What led to the 1990 dot-com burst and the current downturn?

The economic factors that led to the bubble in the 1990s  are the same economic factors that boosted the growth of tech in our times. Low-interest rates, which means access to capital is easy because people with money are looking for a sector where they can put the money and get a higher return than they would if they kept their money in the bank. Stocks of tech firms offered higher returns than gold or government bonds and the foundations of tech seemed solid to these investors. It was the peak of the internet boom, and Netscape had gone public just in 1995. However, once the money supply tightened and capital became something which is hard to access, the dot-com bubble burst. 

The same factors have led to the downturn of tech in 2022. Interest rates, which have been low since the 2008 financial crisis, are now going up. Central banks are raising the interest rate after more than a decade, to tame inflation, discourage consumer spending and incentivise saving. Capital that was easy to access, through all the venture capital firms, stock market and hedge funds are now hard to access, as a result of tighter monetary supply. Tech firms, which were set up to operate under the condition of 'easy money' i.e. low-interest rates are now discovering that they need to cut costs and spend money only on essential things. 

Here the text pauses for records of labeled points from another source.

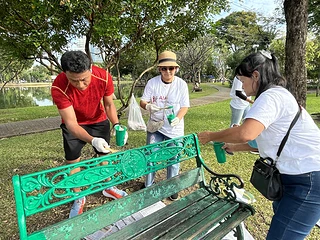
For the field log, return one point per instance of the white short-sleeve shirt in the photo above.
(174, 94)
(275, 109)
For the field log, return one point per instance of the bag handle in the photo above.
(284, 140)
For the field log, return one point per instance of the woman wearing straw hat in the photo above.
(165, 95)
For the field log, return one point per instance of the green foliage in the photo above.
(241, 31)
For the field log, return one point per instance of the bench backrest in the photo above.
(40, 191)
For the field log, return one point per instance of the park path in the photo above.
(12, 129)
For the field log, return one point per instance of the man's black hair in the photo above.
(75, 61)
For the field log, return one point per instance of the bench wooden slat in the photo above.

Is the era of tech over or is it a recalibration?

Not everything is looking bleak for the tech sector. A lot also depends on how one perceives the tech sector. These days, the tech sector refers to Google, Amazon, Meta, Twitter, Microsoft, etc. In other words, just the soft tech firms, but that has not always been the case. These are all software companies and the roots of computational tech are hardware, or to be more precise, a specific form of hardware i.e. semiconductors. It is these tiny transistors that lie at the root of computing power. The famous Silicon Valley in California, which today is synonymous with all software companies, got its name because it once used to be the location where the world's most advanced semiconductors were manufactured. 

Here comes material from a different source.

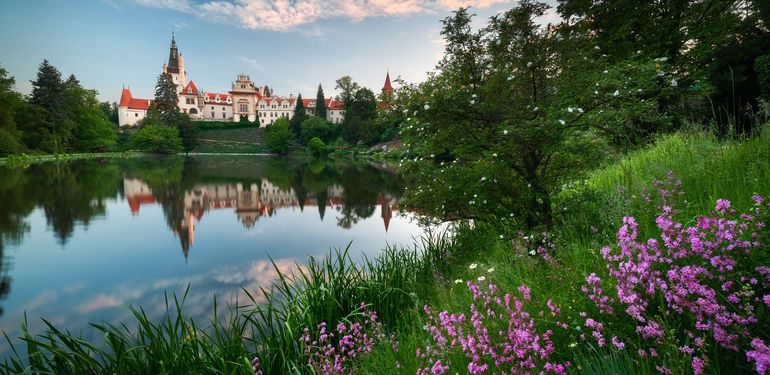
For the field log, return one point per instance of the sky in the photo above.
(289, 45)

The base material in semiconductors is silicon and that is where Silicon Valley's name comes from. Over the years, as a result of the Ricardian principle of economics, these manufacturing jobs were offshored because domestic American labour is much more expensive compared to Asian labour. Firms wanted a higher profit margin and they could do so by relying on cheap labour in a far-off country instead of relying on domestic expensive labour.

Focus shifts to hard tech

Now, due to geopolitical compulsions, America is attempting to restore the manufacturing jobs that were once offshored. The CHIPS act passed by the Biden administration is an attempt to grant massive subsidies to semiconductor companies if they agree to set up manufacturing plants in the US. One of the most well-known laws in computation is Moore's law. Gordon Moore is the co-founder of Intel and back in 1965, he stated that every two years, the number of microchips on a transistor will double. However, for many years, that has not been true. In other words, the pace of innovation in semiconductors, the actual bedrock of computation, has not been what the law predicted. As a result of China's intention to become the dominant player in semiconductor technology and gain an edge over the US in hard tech, a race between US and China is underway to innovate.

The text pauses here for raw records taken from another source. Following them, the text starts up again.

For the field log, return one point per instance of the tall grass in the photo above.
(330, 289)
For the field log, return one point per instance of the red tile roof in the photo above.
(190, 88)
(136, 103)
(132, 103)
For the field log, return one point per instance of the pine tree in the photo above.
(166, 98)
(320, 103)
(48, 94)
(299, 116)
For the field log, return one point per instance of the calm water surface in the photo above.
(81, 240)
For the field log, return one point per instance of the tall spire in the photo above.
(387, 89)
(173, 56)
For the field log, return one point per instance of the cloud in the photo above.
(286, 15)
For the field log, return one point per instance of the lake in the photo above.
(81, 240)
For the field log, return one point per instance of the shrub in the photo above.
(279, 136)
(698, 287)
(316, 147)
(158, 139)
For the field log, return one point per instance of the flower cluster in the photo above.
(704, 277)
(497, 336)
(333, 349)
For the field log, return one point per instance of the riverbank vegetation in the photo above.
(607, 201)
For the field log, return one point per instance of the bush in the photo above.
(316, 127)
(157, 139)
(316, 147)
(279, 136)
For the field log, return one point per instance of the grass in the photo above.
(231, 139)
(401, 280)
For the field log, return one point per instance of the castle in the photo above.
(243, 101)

Last month, the US imposed import restrictions to ensure China does not have access to technology that can be used to make a breakthrough in semiconductor technology. The Dutch firm ASML plays a key role as without the lithography machines ASML has, innovation in the field of semiconductors is improbable. All advanced semiconductor companies in rely on this little-known Dutch firm. As of now, ASML has indicated it will continue to supply these machines to China, although the US is attempting to change that. The downturn in tech is a result of a change in monetary policy and a return of hard tech as a result of geopolitical competition.